Pulmonary hypertension is underrecognized in clinical practice.¹⁴ Initiation of diagnostic testing for PH therefore requires a low index of clinical suspicion among practitioners who must recognize clues that suggest PH pathophysiology, such as familial or genetic risk factors for PAH, or comorbid conditions known to promote elevations in PAP.

Pathophysiology of Pulmonary Hypertension due to Left-Sided Heart Disease

Acute left heart failure

Among the most common causes of PH is left-sided cardiac disease from LV systolic or diastolic dysfunction, or left-sided valvular disease (Table 57-1). In nonvalvular forms of left-sided heart disease, increased LV end-diastolic filling pressure is transmitted retrograde to the pulmonary venous and arterial circulatory beds. Acute changes to normal LV pressure-volume hemodynamics, such as occurs during an acute myocardial infarction (MI) or as a consequence of mitral valve leaflet rupture, predispose to sudden and dramatic increases in left atrial pressure and PAP¹⁵ (Fig. 57-2).
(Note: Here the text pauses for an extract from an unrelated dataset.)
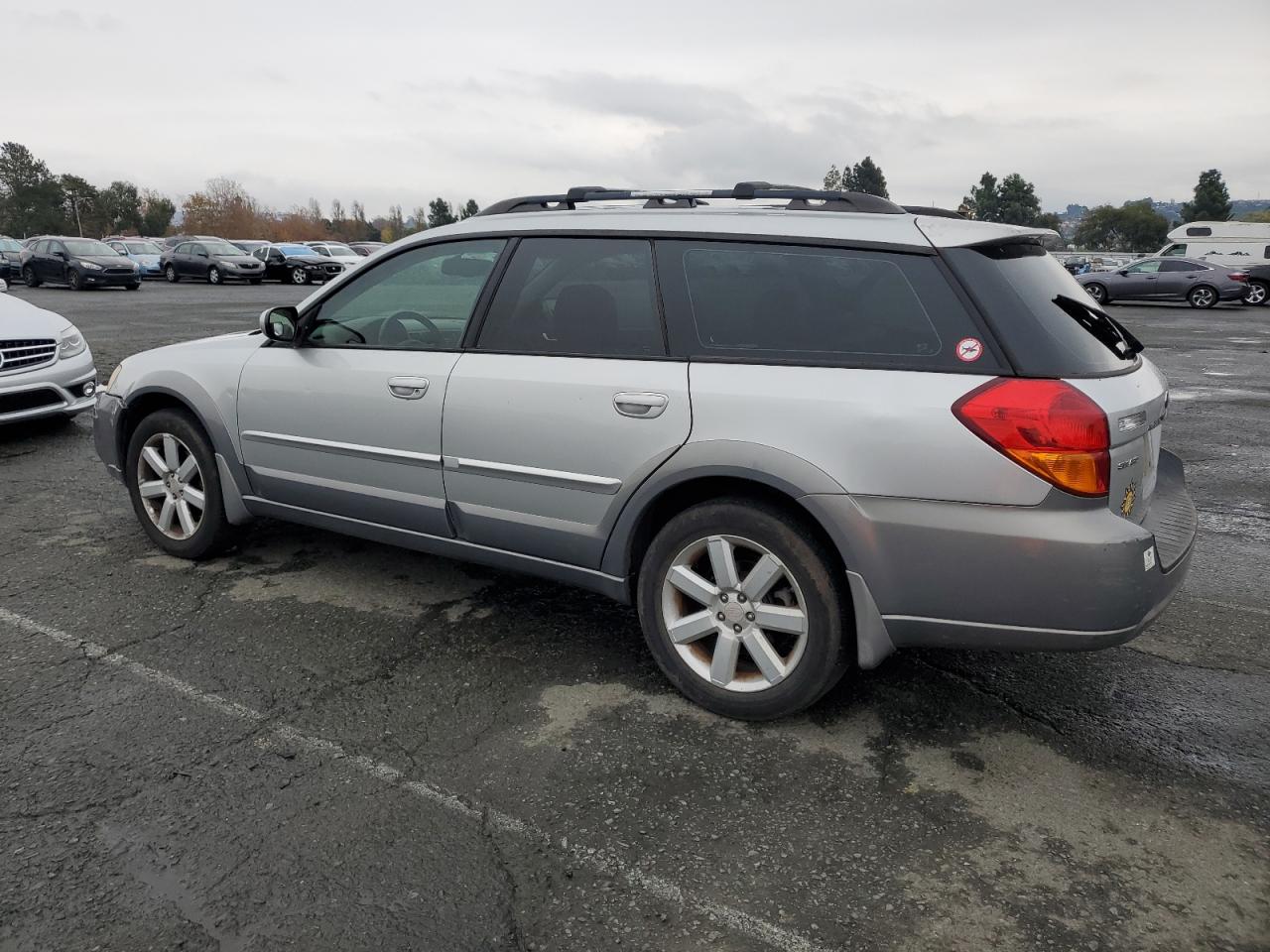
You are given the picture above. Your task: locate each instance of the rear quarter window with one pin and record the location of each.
(795, 303)
(1038, 311)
Owing to the noncompacted, thin-walled architecture of the right ventricle (RV), acute pressure loading is poorly tolerated and results in RV systolic dysfunction, a major determinant of outcome in PH.¹⁶ Acute increases in PAP results in a congestive vasculopathy characterized by decreased pulmonary arteriolar compliance and loss of normal autoregulation of pulmonary vasomotor tone.¹⁷ These pathophysiological changes are generally reversible with pharmacotherapies that promote pulmonary vasodilation, reduce cardiac preload (e.g., nitric oxide [NO] donors), or directly alleviate pulmonary vascular congestion (e.g., loop diuretics).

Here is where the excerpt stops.